Bayesian inversion of satellite altimetry for Arctic sea ice and snow thickness

Abstract. Inverse methods have been widely used in the field of Earth Sciences, particularly in seismology. Here, we introduce a new application of inversion theory to retrieve Arctic sea ice thickness (SIT) and its overlying snow depth (SD) using freeboard data from Ku-band/Ka-band radar and laser altimeters. We do this using the TransTessellate2D algorithm, a Bayesian trans-dimensional approach that allows us to invert for an unknown number of model parameters. This new inversion method is probabilistic in nature, and can offer a novel understanding of covariances between fields of interest as well as their uncertainties. We use this approach to jointly retrieve SIT and SD in one step, without using a climatology for SD. The inversion results are statistically encouraging when compared to snow and ice evaluation products: for April 2019, we obtain a higher linear correlation coefficient and a slope closer to the one-to-one line than the AWI CryoSat-2 SIT product compared to the Operation Ice Bridge (OIB) SIT product. For the inverted SD, our results exhibit similar statistical properties to the UiT and AMSR2 SD products when regressed against the OIB SD product. The SD is similar in terms of spatial patterns to the AMSR2 product in the 2018–2021 winter periods. We evaluate the inversion against data from MOSAiC and IceBird missions. These evaluations are also promising, especially for IceBird.
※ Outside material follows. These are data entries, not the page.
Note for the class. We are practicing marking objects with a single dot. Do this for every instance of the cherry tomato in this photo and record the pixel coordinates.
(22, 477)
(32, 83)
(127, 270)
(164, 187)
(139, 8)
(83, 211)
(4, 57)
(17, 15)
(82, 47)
Using this approach, we can choose the number of physical variables (SIT, SD and penetration factors) to be inverted for. Thus, we can also invert for the penetration factor, either from one or both satellites (in addition to inverting for SIT and SD at the same time). This paves the way for further research in understanding these penetration factors and their link to SIT and SD retrievals. We obtain values for the penetration factors between 0.5 and 1.2 for CryoSat-2 and around 0 for ICESat-2. Lastly, we investigate the multi-frequency inversion using data from the Ka- and Ku-band radar altimeters, thus preparing for the European Space Agency's planned dual-frequency altimetry mission, CRISTAL.